The chairman UCDA Board of Directors, Charles Francis Mugoya, says ICO has made sure that poorer producing countries like Uganda do not export processed coffee, which would otherwise greatly increase the earnings for the country and the farmers.
This according to Mugoya is done by the high tariffs that ICO members set on Uganda’s exports, yet the importing countries do not pay any taxes when processing Uganda’s coffee and re-exporting it.
This makes any attempts by Uganda to export processed coffee to ICO very noncompetitive.
Coffee exports from Uganda for 2021 grew to 6.7 million bags valued at 718 million dollars, the highest in more than three decades. It is hoped that this year, export volumes will grow to more than 8 million bags, assuming that the exit from ICO will have no effect on the exports.
In the top 51 producing countries, there is no country from Europe, while Switzerland and Germany are ranked second and third top exporters, with France and the Netherlands also featuring among the top 10. This means the European countries thrive on importing and processing coffee from poor countries like Uganda. In 2018, the US also exited the ICA citing a lack of benefits from its membership.
Last year, Guatemala, the 10th largest exporter after Uganda also announced it was exiting the organisation citing the low prices for its exports, and the poor earnings by the farmers. John Leonard Mugerwa, the Deputy High Commissioner at Uganda High Commission in London is part of the negotiations between Uganda and ICO, but says the best way forward is for Africa to have its own way and start exporting speciality coffees.
A local coffee farmer, Victoria Sekitoleko says the ICO staff are the main beneficiaries from the organisation and not the producing countries. Sekitoleko, who attended previous ICO meetings representing groups of farmers, says the organisation is concerned about Uganda’s position hence the threats because it might influence other producers to exit.
The industry leaders say the ICO is not the only channel through which Uganda or any other country can export its coffee. The African coffee-producing countries have been trying to promote the industry through the Africa Fine Coffees Association and other initiatives, which would enable them easily process and export coffee, instead of green beans.
Solomon Rutega, the Secretary-General of the Inter-African Coffee Organization (ICAO) says it is time Africa grew its own industry and created its own market supply chain because the continent has what it takes to sustain markets.

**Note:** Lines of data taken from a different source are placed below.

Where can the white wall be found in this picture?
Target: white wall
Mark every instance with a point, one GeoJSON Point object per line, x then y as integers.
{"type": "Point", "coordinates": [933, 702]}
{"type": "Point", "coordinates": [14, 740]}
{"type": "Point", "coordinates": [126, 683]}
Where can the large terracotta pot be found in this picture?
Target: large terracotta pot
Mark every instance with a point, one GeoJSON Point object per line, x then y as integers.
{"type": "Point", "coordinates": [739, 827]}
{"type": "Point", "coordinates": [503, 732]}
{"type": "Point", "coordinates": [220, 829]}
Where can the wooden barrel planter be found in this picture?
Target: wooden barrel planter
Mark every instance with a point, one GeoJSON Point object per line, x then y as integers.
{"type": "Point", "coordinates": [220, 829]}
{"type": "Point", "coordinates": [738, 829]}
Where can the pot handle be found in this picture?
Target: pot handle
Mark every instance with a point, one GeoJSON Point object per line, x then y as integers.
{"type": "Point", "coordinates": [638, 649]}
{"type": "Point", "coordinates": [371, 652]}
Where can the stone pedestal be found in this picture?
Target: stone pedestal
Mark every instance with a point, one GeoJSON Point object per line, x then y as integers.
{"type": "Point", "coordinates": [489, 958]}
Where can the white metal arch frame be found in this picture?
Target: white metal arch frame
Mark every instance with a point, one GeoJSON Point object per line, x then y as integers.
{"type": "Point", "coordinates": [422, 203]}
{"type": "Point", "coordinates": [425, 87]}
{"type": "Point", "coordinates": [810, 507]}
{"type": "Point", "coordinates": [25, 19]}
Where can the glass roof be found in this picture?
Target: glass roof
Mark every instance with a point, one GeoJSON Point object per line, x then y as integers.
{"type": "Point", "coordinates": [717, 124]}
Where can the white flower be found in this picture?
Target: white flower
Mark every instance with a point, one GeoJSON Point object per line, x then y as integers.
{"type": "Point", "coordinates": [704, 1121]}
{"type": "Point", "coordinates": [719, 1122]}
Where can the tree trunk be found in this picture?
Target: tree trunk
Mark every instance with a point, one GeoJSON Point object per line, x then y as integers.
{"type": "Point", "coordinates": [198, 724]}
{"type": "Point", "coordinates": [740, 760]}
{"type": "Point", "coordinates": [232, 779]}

IACO was established in 1960 to serve the interests of the African coffee industry to enhance the image and position of Africa’s unique coffees in the global coffee industry, ensuring it is competitive and sustainable while maintaining quality and productivity for all stakeholders involved.
Hamidah Ibrahim, who has been a director at the ICO for almost three decades says the African Union, through the African Continental Free Trade Area, should be used to promote coffee trade and processing on the continent. She explains that the Certificate of Origin is no longer important since the quota system was abolished decades back.